Data storage should also comply with overarching regulatory and legislative requirements (see section in Ethical & Legal Issues.)

7.4 Any exception should be recorded for patient samples where steps used in the analytical process deviate from laboratory standard operating procedures.

This exception log should be kept with the reason(s) for deviation and should retain links to the patient sample.

7.4.1 Resources

8. Quality Control and Quality Assurance

Consideration should be given to cross platform confirmation. Sanger sequencing should be considered to reduce false positive and/or negative rates, particularly in small indel variants.

The limitation of genomic testing should be presented in the final report (See the details in the Reporting section).

QC of sequencing data may include:

  • Base call quality scores
  • Read depth
  • Uniformity of read coverage
  • Read enrichment (for capture-based methods)
  • Percentage PCR duplicates (for capture-based methods)
  • Allelic Read Percentage
  • GC bias
  • Decline in signal intensity along a read

8.2 The laboratory should implement quality assurance measures that evaluate the entire process.

Well-characterised DNA samples should be used as internal quality control samples. Cell lines are renewable, but may have some balanced or unbalanced chromosomal rearrangements. Blood samples from young subjects (<55 years) are typically free from such rearrangements, but have limited supply. Rearrangements that are identified may reflect the age of the donor or be a consequence of the culture process. Consideration should also be given to obtaining reference materials from overseas. For example, the Food and Drug Administration of the United States of American has recently completed the Sequencing Quality Control (SEQC) project, as a part of Phase III of the MicroArray Quality Control (MAQC-III) project. Its aims were to assess the technical performance of genomic platforms by generating benchmark datasets with reference samples, and to evaluate the advantages and limitations of various bioinformatics strategies in RNA and DNA analyses.

Acceptable intra-and inter-run variability should be established during validation and monitored in diagnostic laboratories.
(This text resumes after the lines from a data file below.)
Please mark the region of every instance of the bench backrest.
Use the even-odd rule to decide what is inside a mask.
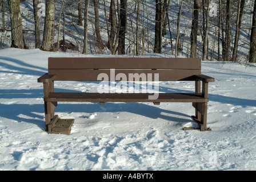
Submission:
[[[201,62],[197,58],[161,57],[49,57],[48,61],[48,73],[55,75],[56,81],[98,81],[101,73],[110,77],[111,69],[115,78],[121,73],[127,77],[129,73],[158,73],[159,81],[192,81],[193,75],[201,73]]]

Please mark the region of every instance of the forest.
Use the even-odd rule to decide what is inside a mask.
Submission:
[[[256,63],[256,1],[1,0],[0,48]]]

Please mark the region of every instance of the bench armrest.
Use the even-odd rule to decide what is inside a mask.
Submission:
[[[195,75],[195,78],[198,81],[203,82],[214,82],[214,78],[205,75]]]
[[[55,77],[55,75],[48,75],[48,73],[46,73],[39,77],[37,79],[37,81],[39,82],[49,82],[53,81]]]

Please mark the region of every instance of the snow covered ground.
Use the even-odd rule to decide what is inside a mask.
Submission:
[[[0,50],[0,170],[256,169],[256,64],[202,63],[202,73],[215,79],[209,83],[211,131],[182,130],[196,126],[190,103],[59,102],[56,114],[75,118],[66,135],[44,131],[37,78],[47,72],[50,56],[86,56]],[[97,86],[57,82],[55,89],[97,92]],[[193,82],[160,86],[161,92],[194,90]]]

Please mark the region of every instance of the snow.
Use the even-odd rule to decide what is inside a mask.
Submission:
[[[86,56],[0,50],[0,170],[256,169],[256,64],[202,62],[202,73],[215,80],[209,88],[212,131],[182,130],[197,126],[191,103],[59,102],[56,114],[75,119],[66,135],[44,131],[37,78],[50,56]],[[58,92],[89,92],[98,83],[55,84]],[[193,92],[194,85],[160,82],[159,89]]]

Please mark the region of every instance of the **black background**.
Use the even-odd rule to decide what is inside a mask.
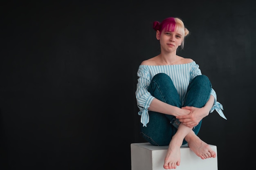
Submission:
[[[145,141],[137,71],[159,52],[153,22],[171,16],[190,31],[177,54],[227,118],[214,111],[198,135],[219,170],[254,164],[255,1],[53,1],[1,5],[1,169],[130,170],[130,144]]]

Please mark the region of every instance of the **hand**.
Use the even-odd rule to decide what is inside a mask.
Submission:
[[[203,107],[198,108],[193,106],[185,106],[182,108],[182,109],[189,110],[190,113],[187,115],[178,116],[176,118],[179,119],[180,122],[190,128],[198,125],[201,120],[209,114]]]

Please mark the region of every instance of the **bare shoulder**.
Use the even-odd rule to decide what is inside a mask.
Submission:
[[[140,65],[145,65],[148,66],[155,65],[156,64],[156,61],[155,57],[153,57],[146,60],[144,60]]]
[[[193,62],[194,60],[191,58],[183,58],[180,60],[180,61],[182,63],[181,64],[188,64]]]

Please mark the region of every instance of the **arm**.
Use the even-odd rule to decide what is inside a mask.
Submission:
[[[190,113],[188,115],[177,116],[176,118],[178,119],[180,122],[182,122],[188,127],[192,128],[198,124],[199,122],[204,117],[209,115],[214,103],[214,97],[211,95],[207,103],[202,108],[192,106],[182,107],[182,108],[189,110]]]
[[[171,105],[155,98],[152,100],[148,110],[175,116],[186,115],[190,113],[190,111],[188,110],[182,109],[178,107]]]

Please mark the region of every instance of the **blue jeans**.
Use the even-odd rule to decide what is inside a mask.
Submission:
[[[183,106],[201,108],[209,99],[212,86],[208,77],[204,75],[195,77],[189,83],[182,105],[180,96],[171,78],[164,73],[158,73],[153,77],[148,92],[156,98],[172,106],[181,108]],[[168,145],[172,137],[177,131],[180,124],[175,116],[148,111],[149,122],[147,126],[141,124],[141,134],[147,141],[154,146]],[[202,120],[193,128],[197,135]],[[187,142],[184,140],[182,145]]]

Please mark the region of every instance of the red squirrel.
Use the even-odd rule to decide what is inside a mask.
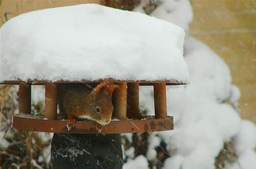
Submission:
[[[58,87],[58,104],[60,113],[68,116],[69,130],[75,126],[76,119],[92,120],[102,125],[110,123],[113,111],[111,98],[118,85],[105,81],[94,88],[83,83]]]

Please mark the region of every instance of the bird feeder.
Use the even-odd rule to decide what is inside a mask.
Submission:
[[[113,115],[118,120],[112,120],[102,126],[102,134],[141,133],[161,131],[174,129],[173,117],[167,115],[166,85],[183,84],[174,81],[146,81],[108,80],[117,84],[113,95]],[[62,133],[97,133],[97,123],[78,120],[71,130],[67,127],[67,121],[58,119],[58,85],[67,83],[101,83],[103,80],[68,82],[59,81],[6,81],[2,84],[19,85],[19,114],[13,115],[12,126],[17,129]],[[31,113],[31,85],[45,85],[45,113]],[[139,86],[153,86],[155,116],[140,114]]]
It is important to determine assay precision, i.e., the degree to which repeated measurements give the same result – both repeatability (within-run precision) and reproducibility (between-run precision).
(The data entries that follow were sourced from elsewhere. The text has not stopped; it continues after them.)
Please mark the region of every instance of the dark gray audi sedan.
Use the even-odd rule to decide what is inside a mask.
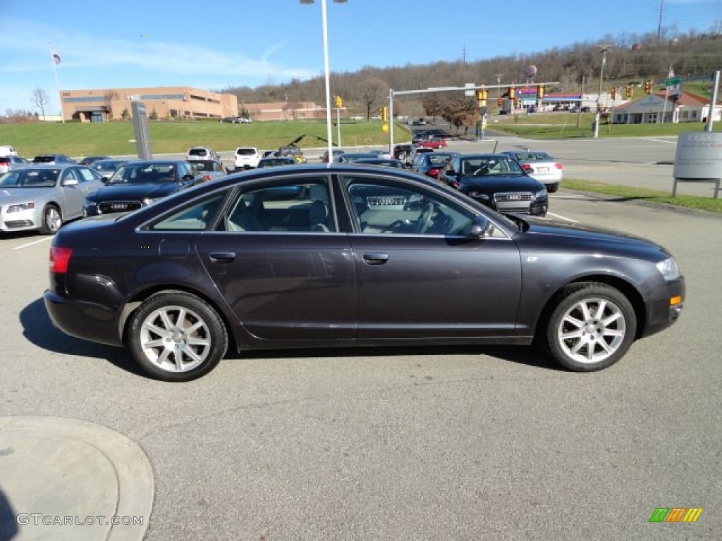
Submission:
[[[251,170],[84,219],[50,258],[54,324],[168,381],[228,348],[534,343],[599,370],[674,323],[684,296],[651,241],[352,164]]]

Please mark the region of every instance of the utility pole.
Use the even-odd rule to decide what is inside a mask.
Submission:
[[[601,48],[601,69],[599,71],[599,93],[596,94],[596,114],[594,115],[594,138],[599,136],[599,109],[601,107],[601,85],[604,82],[604,65],[606,63],[606,50],[609,48]],[[581,104],[580,104],[580,108]]]

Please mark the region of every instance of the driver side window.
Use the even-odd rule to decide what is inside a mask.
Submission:
[[[344,180],[361,233],[465,235],[471,230],[473,215],[438,194],[392,181]]]

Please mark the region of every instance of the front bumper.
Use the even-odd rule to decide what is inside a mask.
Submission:
[[[666,284],[658,295],[647,302],[647,321],[640,335],[651,336],[668,327],[679,319],[684,307],[686,294],[684,278],[680,278]],[[679,299],[679,302],[671,304],[670,299]]]

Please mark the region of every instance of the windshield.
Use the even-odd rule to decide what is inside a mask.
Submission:
[[[16,169],[0,177],[0,187],[53,188],[59,173],[57,169]]]
[[[123,165],[110,177],[108,184],[165,184],[175,182],[175,166],[173,164],[139,164]]]
[[[501,175],[524,175],[523,170],[513,159],[498,157],[470,157],[461,160],[461,175],[493,177]]]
Genomic technologies are rapidly evolving. Consideration should be given whether positive findings in genomic analysis should be confirmed by a different chemistry or a second method, particularly at the initial validation stage and for results that affect clinical decision-making.

The laboratory should monitor, implement and validate upgrades to instruments, sequencing chemistries and reagents or kit used to generate genomic data.

8.2.1 Resources

8.3 Laboratories performing diagnostic genomic testing should participate in suitable genomic proficiency testing or inter-laboratory sample exchange programs to meet the requirements for external quality assessment measures.

Laboratories should establish a reportable range for each assay, such as multiple genes, exome and large genomic regions.